In the summer of my freshman year of high school, I realized that to stay competitive in hockey, I needed to work out in the off-season.

My mother knew of a martial arts instructor who also did athletic specific training. I went there, and immediately was put to the test.

Not having previous lifting experience, we stuck mainly to manual resistance exercises, things like push ups, chin ups and a whole array of ab exercises.

However we also did basic weight exercises with manual resistance. To give a few examples: bicep curls with a pvc pipe; military press seated on the floor; manual resistance sit-ups.

All this laid the groundwork for what was to come next. The summer of my sophomore year my instructor purchased the Michigan University's football lifting handbook, which provided us with all the lifting exercises we could handle.
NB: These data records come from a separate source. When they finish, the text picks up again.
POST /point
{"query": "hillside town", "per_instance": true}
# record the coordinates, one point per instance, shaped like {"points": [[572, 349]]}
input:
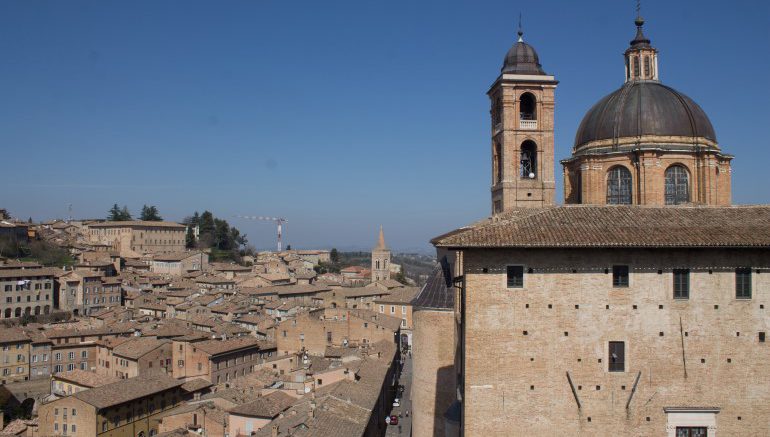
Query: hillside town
{"points": [[141, 336]]}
We would work out 3 times a week: Mondays and Wednesdays were for heavy lifting (e.g. squats, bench press, military press, bicep curls, etc.) and Saturdays were cardiovascular type exercises (running, boxing drills).

All lifting exercises were performed at the maximum weight we could handle, for 3 sets of 8-12 reps.

We would end each of these workouts to the tune of push-ups, sit-ups, and chin-ups to muscular failure.

The Friday exercises would usually consist of a run of 3 miles or more, a set of boxing drills, and then some sparring.

We used whatever weight equipment we could get our hands on, and there were usually about 3-6 of us training in an uptown studio apartment, but we all knew each other well and we enjoyed challenging each other and pushing each other to do more!

All the workouts were safe enough and I can't really recall myself or anyone else with us being injured. All said and done, mt senior year of high school I was 6'2 205lbs and 3.5% body fat! And all the while I earned my black belt in Kenpo!

I would highly recommend working out with a martial arts group. To practice martial arts at a high level requires speed, strength, and skill so a well informed martial arts instructor will make sure his practitioners are in good shape!